Few countries impact the lives of Americans like Mexico does. Mexico is the United States’ largest trading partner, with over $700 billion annually bought and sold between both markets. Beyond that, citizens along both sides of our 2,000-mile-long border pay the steep costs of the organized drug trade.
Yet recently, our neighbors moved to make North America less safe. After promising to maintain security cooperation in exchange for their former Defense Secretary being indicted in the United States for drug trafficking, Mexico’s president enacted a law that will immediately unravel a key tool against organized crime.
U.S. law enforcement officials in Mexico are stripped of their immunity and must report their investigations and activities to numerous Mexican authorities. Mexican officials meeting with U.S. agents must receive permission from an oversight board. Non-compliance with these rules leaves U.S. agents open to administrative and criminal charges in Mexico.
Mexican lawmakers claim these changes flow from a greater need for transparency, but these conditions will jeopardize investigations and the protection of sensitive information. With the politicization of the security agenda, public officials will also become more susceptible to corruption from organized crime. Recent high-profile arrests of Mexican cabinet members highlight how deeply entrenched cartels are within all aspects of the Mexican state.
Our geographic proximity means both countries share serious national security concerns; organized crime is rarely confined within borders. Leaders in both capitols know we need to work together. Yet this security partnership did not evolve overnight. It took time and effort for an increased rapport to develop.
Over the last three decades, cooperation between agencies broadened dramatically after generations of distrust. Expanded collaboration on defense issues, counter-narcotics, and intelligence sharing became a force multiplier in keeping North America safer.
It’s not perfect, no. As with all bilateral relationships, areas of friction and different priorities still exist. Yet both countries worked to keep North America safe.
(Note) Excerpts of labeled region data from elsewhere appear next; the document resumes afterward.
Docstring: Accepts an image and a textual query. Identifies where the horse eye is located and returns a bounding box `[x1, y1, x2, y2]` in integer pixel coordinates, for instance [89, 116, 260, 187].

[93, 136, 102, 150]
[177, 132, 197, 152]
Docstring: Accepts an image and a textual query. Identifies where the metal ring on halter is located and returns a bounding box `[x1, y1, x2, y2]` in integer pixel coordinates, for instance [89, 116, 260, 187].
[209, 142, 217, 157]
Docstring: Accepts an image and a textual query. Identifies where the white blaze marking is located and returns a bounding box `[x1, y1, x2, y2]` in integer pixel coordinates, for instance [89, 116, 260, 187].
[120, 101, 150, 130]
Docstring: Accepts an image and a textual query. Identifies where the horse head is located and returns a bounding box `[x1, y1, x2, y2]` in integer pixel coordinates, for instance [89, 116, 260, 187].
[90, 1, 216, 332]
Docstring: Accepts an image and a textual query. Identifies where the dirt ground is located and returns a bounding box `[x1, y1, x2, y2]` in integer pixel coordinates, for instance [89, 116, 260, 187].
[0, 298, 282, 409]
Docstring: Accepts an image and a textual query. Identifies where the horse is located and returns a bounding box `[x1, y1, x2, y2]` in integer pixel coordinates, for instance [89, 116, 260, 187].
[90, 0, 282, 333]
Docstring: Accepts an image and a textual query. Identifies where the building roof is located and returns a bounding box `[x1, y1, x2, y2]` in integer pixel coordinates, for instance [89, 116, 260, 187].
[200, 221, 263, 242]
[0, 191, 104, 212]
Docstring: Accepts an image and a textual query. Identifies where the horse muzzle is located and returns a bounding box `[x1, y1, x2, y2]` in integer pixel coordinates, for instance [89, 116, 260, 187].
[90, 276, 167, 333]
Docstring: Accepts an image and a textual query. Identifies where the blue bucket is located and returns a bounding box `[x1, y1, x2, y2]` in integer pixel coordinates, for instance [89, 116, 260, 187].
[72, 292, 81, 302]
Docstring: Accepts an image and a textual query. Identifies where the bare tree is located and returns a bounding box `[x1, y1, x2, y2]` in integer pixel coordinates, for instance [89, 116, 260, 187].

Flawed conventional wisdom led many to presume Trump’s security-dominated agenda would impede cross-border relations. While Trump’s lack of statesmanship led to tense moments, his forward-leaning approach allowed diplomats to keep unproductive items off the bilateral agenda.
Moreover, it inadvertently created the groundwork for cooperation on traditionally sensitive issues despite initially discouraging signs from then-candidate Andres Manuel Lopez-Obrador. He walked back a mass amnesty for drug traffickers, leniency for illegal Central American migrants and critiques of the USMCA, and Trump. To date, Trump is the only foreign leader Lopez-Obrador has visited outside of Mexico.
While Trump is not a popular figure south of the border, the discontent driving these policies predated his White House. Operation Fast and Furious, the Obama administration’s illegal gun-running scheme, paved the road for today’s political turmoil. Our Mexican partners are rightfully indignant that Eric Holder’s Department of Justice allowed Sinaloa cartel affiliates to purchase and traffic thousands of guns into Mexico. Mexico was never informed and clearly, their unease with some aspects of the security arrangement is well-earned.
Instead of seeking reforms, the Lopez-Obrador administration and its allies in Congress are unraveling decades of a carefully fostered security agenda. Long-term national interests are not driving the decision-making process either, as Mexico is experiencing the highest recorded levels of drug-fueled violence.
While Trump’s larger-than-life personality and braggadocio come off as overwhelming, they kept key bilateral issues at the top of the agenda. Now, Mexico City sees a window of opportunity to double down on Lopez-Obrador’s nationalist agenda and recalibrate the overall U.S. relationship.
As the Mexican government fast-tracked the security bill, they also attempted banking changes that would have converted the central bank into a state-sponsored money laundering institution. While postponed until January, the proposal approved by the Senate obligated the central bank to buy bulk foreign currency, mainly U.S. dollars, from local banks who were unable to sell these sums to larger institutions due anti-money laundering concerns. Illicit funds are routinely laundered through smaller banks as they have less oversight and often fewer anti-money laundering capabilities.
Mexico’s banking reform means the government would have unwittingly processed illicit financial transactions on behalf of organized crime and potentially terrorist organizations. Senate allies of the president claim the reform is necessary as migrants sending remittances are penalized when converting currency. Yet over 99% of remittances are wired from abroad and not sent in cash.
By enacting these security changes into law, Mexico is undoing decades of hard-fought and meticulously negotiated security cooperation with the United States. The consequences will be immediate and difficult to repair. Regardless of who occupies the Oval Office, Washington D.C. must wake up.
Congress must also take a proactive role in addressing this destructive agenda. Mexico cannot continue to be an afterthought for U.S. policy makers. These policies are not arbitrary or erratic initiatives. They are signal that Mexico seeks to untether itself from its northern neighbor, despite the security costs.
Ana Quintana is a senior policy analyst specializing in Latin America for The Heritage Foundation. The views expressed are the author's own.